🤖 AI Summary
In mastery-based learning, students frequently over-practice already-mastered skills—termed “over-practice”—reducing instructional efficiency. To address this, we propose a step-level adaptive fast-forwarding mechanism that dynamically skips redundant problem-solving steps during practice, without modifying course structure or interfering with existing item selection algorithms, thereby enabling precise practice reduction while preserving mastery guarantees. This work introduces, for the first time, step-level fast-forwarding into mastery learning frameworks. We construct a learner model and a problem-solving path graph grounded in real student interaction data, and employ simulation-based analysis to support fine-grained, stepwise skipping decisions. Experimental results show a 33% reduction in over-practice under simulation; the improvement is most pronounced for difficulty-preferring item selection strategies, while simultaneously enhancing both practice efficiency and learner motivation.
📝 Abstract
Mastery learning improves learning proficiency and efficiency. However, the overpractice of skills--students spending time on skills they have already mastered--remains a fundamental challenge for tutoring systems.
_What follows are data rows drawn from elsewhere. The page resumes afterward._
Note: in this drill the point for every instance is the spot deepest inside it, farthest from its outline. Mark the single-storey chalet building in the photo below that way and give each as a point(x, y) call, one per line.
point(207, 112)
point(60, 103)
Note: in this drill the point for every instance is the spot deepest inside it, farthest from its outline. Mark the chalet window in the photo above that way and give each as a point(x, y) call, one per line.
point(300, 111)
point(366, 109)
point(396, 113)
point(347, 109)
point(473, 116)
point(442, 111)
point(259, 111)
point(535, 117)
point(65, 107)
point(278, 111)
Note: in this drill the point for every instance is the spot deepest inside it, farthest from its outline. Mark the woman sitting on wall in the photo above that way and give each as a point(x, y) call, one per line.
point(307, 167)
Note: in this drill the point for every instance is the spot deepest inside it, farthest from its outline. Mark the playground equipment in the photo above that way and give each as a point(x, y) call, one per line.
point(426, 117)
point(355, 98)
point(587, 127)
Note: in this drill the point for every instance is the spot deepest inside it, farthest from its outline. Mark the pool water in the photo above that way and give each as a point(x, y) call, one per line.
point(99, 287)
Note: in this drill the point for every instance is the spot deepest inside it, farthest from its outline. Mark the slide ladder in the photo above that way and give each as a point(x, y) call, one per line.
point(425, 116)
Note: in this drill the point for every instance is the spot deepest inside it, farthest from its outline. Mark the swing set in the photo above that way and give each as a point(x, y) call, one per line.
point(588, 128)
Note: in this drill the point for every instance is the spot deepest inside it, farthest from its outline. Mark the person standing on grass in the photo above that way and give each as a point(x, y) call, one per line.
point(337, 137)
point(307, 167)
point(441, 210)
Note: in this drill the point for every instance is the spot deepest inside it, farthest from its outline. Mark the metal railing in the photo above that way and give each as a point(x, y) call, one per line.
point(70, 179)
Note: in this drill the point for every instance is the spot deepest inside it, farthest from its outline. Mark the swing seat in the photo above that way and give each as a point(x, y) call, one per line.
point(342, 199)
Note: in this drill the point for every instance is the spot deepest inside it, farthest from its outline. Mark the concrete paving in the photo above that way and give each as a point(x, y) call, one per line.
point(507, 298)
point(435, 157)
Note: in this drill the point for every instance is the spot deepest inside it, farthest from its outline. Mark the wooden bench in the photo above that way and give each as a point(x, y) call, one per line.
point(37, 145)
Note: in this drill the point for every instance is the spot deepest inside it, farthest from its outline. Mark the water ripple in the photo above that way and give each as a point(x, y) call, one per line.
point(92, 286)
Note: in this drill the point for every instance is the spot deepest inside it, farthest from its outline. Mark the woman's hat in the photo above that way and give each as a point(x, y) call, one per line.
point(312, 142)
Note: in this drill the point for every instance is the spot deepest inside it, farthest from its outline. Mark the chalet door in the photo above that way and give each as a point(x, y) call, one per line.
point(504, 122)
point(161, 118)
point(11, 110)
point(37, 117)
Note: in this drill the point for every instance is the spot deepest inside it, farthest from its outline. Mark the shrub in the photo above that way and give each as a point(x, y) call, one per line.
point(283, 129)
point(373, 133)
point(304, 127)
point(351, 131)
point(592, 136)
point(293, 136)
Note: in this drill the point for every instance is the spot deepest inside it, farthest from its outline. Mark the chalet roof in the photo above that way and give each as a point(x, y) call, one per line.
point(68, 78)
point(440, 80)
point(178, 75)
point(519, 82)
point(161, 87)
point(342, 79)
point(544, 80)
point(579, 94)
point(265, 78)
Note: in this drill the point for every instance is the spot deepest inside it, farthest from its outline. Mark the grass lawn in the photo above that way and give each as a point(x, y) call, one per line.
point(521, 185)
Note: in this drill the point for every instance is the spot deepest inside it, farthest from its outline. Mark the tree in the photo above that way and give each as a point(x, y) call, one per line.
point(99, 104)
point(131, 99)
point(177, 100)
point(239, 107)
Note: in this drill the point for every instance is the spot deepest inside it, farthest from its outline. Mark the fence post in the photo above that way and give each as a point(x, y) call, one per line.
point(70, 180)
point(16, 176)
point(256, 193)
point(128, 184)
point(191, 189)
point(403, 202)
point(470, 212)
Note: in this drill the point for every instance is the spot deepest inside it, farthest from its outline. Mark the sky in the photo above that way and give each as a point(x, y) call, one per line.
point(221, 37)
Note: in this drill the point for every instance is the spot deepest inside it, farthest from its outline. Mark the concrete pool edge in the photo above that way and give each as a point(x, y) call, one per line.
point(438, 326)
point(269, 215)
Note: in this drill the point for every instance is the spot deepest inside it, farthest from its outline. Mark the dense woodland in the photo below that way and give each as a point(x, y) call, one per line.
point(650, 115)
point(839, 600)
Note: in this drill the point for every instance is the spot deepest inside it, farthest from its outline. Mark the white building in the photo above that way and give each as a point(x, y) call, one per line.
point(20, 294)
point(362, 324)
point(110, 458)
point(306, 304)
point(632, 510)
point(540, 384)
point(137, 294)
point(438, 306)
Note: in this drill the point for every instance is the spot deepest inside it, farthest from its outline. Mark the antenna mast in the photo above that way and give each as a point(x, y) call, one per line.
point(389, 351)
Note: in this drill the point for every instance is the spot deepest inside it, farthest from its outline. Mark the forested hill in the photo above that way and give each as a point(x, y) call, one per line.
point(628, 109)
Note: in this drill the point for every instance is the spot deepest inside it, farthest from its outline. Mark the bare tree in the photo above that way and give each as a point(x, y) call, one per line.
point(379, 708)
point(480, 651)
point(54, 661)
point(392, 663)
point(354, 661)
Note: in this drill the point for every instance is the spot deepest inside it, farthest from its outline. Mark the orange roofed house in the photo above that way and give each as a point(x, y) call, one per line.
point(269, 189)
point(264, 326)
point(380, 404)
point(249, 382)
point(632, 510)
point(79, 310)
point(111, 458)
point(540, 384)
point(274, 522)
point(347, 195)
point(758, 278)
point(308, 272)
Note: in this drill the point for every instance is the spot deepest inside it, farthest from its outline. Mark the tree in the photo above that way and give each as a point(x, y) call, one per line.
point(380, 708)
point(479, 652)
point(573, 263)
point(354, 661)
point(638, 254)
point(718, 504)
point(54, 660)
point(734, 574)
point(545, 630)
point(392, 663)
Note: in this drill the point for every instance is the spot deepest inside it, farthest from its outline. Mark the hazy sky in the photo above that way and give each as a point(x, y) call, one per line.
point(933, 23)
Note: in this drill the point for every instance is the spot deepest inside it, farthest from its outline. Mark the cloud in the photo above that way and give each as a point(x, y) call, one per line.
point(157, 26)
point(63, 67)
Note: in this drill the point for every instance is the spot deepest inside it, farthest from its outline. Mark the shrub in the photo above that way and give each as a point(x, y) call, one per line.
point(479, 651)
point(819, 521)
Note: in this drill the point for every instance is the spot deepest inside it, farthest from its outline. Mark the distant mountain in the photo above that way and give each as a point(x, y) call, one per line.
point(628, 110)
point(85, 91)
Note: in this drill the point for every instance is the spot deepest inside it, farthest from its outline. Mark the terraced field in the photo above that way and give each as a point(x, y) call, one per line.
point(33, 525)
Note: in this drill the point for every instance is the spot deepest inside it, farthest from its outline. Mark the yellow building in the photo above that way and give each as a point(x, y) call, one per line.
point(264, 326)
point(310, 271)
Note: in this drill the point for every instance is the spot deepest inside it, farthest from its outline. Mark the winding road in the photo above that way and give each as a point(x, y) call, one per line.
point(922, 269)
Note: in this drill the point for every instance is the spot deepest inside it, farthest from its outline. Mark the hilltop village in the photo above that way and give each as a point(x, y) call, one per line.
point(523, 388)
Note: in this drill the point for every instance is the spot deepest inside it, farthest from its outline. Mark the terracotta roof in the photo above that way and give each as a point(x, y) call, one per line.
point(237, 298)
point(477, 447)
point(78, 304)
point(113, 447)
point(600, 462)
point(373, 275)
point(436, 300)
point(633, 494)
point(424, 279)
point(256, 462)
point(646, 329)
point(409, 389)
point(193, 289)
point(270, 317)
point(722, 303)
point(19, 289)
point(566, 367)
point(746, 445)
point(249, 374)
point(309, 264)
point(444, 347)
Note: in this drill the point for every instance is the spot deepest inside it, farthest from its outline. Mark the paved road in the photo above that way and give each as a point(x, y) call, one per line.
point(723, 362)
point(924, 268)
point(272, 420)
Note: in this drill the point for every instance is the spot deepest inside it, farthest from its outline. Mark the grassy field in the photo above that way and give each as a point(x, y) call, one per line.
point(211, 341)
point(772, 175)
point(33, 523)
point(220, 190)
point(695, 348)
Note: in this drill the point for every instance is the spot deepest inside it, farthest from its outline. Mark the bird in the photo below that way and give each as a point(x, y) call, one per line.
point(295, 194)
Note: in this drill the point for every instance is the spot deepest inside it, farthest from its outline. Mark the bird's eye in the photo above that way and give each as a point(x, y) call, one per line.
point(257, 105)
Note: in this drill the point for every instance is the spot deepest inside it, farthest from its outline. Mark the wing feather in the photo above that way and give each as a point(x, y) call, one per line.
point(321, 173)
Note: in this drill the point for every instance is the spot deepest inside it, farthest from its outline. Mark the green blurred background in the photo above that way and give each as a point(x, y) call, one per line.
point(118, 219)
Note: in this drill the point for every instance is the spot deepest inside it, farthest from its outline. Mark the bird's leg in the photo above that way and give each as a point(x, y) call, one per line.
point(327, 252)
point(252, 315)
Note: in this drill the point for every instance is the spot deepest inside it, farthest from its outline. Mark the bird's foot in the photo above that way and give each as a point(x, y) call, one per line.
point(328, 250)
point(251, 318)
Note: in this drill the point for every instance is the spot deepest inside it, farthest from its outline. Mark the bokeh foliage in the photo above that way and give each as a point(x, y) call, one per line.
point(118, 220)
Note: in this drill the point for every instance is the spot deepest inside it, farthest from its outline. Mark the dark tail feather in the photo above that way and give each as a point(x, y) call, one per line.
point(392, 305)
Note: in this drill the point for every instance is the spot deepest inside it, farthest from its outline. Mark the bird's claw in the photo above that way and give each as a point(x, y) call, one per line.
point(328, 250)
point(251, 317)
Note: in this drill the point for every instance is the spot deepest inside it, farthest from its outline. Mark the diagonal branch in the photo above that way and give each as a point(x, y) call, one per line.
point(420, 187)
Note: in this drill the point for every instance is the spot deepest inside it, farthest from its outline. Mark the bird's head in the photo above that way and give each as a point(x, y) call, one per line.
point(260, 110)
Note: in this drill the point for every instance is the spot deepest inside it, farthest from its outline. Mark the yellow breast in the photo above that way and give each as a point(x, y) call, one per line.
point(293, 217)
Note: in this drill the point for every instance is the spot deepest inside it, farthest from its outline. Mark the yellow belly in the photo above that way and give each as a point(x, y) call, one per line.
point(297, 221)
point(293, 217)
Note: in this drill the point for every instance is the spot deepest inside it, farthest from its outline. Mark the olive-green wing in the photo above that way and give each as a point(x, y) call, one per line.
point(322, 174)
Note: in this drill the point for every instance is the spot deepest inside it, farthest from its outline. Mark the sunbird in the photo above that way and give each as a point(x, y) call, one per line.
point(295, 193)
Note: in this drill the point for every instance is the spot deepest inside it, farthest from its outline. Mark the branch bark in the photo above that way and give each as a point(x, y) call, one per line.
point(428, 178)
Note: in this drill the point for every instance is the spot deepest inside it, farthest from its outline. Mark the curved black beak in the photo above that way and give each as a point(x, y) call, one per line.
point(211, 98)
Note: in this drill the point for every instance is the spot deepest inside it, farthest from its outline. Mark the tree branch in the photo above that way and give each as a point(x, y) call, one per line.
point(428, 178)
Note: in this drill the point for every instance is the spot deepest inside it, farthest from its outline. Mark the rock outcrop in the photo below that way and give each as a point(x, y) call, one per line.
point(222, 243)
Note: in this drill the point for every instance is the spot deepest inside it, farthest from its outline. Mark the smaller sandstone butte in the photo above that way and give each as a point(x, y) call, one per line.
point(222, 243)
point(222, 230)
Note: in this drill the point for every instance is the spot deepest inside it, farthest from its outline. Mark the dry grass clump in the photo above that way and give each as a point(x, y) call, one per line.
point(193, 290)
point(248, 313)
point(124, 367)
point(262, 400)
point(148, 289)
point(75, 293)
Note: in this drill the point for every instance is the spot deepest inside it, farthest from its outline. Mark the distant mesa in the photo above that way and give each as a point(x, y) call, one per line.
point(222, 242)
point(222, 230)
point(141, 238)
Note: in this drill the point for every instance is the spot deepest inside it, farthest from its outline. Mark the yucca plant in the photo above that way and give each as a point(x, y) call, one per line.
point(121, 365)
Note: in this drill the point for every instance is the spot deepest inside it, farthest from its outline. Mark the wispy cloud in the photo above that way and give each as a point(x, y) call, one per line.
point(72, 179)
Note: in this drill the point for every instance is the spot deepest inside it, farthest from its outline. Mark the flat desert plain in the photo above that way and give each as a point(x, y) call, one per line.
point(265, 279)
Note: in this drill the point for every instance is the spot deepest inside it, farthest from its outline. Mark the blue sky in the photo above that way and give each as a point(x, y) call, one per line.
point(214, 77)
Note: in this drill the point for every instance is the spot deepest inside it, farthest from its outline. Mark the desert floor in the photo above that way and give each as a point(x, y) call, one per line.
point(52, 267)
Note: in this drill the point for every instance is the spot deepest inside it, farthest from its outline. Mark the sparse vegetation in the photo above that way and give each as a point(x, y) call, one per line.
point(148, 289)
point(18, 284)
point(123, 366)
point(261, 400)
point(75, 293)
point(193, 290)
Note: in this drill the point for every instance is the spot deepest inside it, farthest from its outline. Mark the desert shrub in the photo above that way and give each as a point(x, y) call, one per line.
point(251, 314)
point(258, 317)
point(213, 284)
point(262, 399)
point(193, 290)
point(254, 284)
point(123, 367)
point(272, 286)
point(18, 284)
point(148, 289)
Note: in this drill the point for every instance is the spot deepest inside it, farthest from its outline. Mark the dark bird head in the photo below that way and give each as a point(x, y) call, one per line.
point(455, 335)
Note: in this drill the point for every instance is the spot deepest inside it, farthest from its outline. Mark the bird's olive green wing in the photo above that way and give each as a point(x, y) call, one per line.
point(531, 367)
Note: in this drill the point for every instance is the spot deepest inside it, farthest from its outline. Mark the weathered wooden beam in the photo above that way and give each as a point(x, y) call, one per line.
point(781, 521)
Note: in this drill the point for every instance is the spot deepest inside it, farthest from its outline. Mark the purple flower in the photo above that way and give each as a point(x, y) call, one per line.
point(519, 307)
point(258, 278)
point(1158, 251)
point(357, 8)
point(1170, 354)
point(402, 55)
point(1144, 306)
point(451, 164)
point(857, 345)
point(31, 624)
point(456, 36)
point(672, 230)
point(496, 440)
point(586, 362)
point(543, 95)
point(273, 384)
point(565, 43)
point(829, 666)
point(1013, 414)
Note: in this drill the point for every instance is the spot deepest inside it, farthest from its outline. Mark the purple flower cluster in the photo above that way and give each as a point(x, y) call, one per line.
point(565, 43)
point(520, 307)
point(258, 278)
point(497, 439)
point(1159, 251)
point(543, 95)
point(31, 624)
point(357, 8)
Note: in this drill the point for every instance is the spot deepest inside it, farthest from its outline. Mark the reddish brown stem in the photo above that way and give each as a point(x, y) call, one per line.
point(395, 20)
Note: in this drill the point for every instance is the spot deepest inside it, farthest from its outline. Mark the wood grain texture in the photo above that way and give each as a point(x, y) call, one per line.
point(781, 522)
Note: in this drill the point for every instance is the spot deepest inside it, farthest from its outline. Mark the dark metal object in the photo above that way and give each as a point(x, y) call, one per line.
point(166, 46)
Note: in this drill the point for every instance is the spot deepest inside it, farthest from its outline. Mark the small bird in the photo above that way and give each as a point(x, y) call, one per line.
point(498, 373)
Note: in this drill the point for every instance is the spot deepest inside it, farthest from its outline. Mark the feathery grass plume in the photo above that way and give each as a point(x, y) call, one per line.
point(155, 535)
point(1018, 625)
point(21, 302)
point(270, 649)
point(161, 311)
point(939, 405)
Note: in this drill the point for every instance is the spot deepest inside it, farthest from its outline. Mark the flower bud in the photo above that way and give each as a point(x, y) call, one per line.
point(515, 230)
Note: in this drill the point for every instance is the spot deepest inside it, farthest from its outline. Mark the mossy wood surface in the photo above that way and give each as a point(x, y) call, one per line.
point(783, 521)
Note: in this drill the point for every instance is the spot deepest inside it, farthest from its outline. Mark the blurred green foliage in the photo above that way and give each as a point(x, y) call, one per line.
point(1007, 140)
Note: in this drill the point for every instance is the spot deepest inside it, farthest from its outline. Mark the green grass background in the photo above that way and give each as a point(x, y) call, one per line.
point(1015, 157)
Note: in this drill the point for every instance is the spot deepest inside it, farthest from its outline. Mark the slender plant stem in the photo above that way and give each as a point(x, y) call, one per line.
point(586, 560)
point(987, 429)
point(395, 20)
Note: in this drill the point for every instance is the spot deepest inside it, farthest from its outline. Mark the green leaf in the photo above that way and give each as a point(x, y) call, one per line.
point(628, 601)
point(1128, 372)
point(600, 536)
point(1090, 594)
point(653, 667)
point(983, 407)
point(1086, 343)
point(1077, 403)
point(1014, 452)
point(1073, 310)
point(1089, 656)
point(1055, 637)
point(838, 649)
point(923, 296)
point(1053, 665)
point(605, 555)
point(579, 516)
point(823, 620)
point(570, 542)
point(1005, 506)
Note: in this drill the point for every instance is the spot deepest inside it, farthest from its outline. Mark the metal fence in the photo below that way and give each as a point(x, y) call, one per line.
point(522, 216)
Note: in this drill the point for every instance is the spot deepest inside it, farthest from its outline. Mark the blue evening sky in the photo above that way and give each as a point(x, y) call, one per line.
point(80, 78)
Previous research has reduced overpractice through the development of better problem selection algorithms and the authoring of focused practice tasks. However, few efforts have concentrated on reducing overpractice through step-level adaptivity, which can avoid resource-intensive curriculum redesign. We propose and evaluate Fast-Forwarding as a technique that enhances existing problem selection algorithms. Based on simulation studies informed by learner models and problem-solving pathways derived from real student data, Fast-Forwarding can reduce overpractice by up to one-third, as it does not require students to complete problem-solving steps if all remaining pathways are fully mastered. Fast-Forwarding is a flexible method that enhances any problem selection algorithm, though its effectiveness is highest for algorithms that preferentially select difficult problems. Therefore, our findings suggest that while Fast-Forwarding may improve student practice efficiency, the size of its practical impact may also depend on students' ability to stay motivated and engaged at higher levels of difficulty.